But this case also was tougher than those others. There was no controversy connected to Botham’s name before his death. He hadn’t been stopped by police on the street or driving his car. He was quietly eating ice cream in his own home.
Yet, successful prosecutions of police officers are rare, civil libertarians and police brutality specialists say. Guyger’s tearful remorse also made her an exceptionally sympathetic figure, perhaps too sympathetic, many reasoned, for the jury to find her guilty of murder instead of, say, knocking the charge down to manslaughter.
She didn’t get off that easy, although it could have been worse. Guyger was sentenced to 10 years, eligible for parole after five.

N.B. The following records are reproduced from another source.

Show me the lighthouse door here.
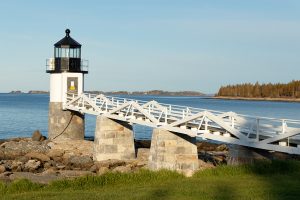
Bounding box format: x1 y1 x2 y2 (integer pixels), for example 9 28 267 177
67 77 78 94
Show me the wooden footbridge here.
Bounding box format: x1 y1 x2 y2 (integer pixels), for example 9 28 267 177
63 93 300 155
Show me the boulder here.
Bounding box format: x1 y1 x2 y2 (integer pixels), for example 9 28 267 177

The average sentence for an on-duty officer convicted of murder is about 12 years, Philip Stinson, a legal expert on police shootings, told The Dallas Morning News. Stinson said although Guyger was off duty at the time of Jean’s shooting, her sentence was similar to those handed down for officers convicted of murders committed while on duty.
But the drama of Guyger’s sentencing was almost upstaged by a surprising display of compassion for her by Brandt Jean, Botham’s 18-year-old brother.
“I think giving your life to Christ would be the best thing that Botham would want for you,” he said, addressing his victim impact statement toward her. “I love you as a person, and I don’t wish anything bad on you.”
He told Guyger that he didn’t even want her to go to prison. Then he asked for permission to give her a hug. Guyger responded by rushing across the courtroom to join him in a big long hug.
Then the judge, who also is African American, also gave her a hug and a Bible.
The poignant scene coming across national television and computer screens reminded me of the survivors and victims’ families of the mass shooting by a white supremacist at Emanuel AME Church in Charleston, South Carolina.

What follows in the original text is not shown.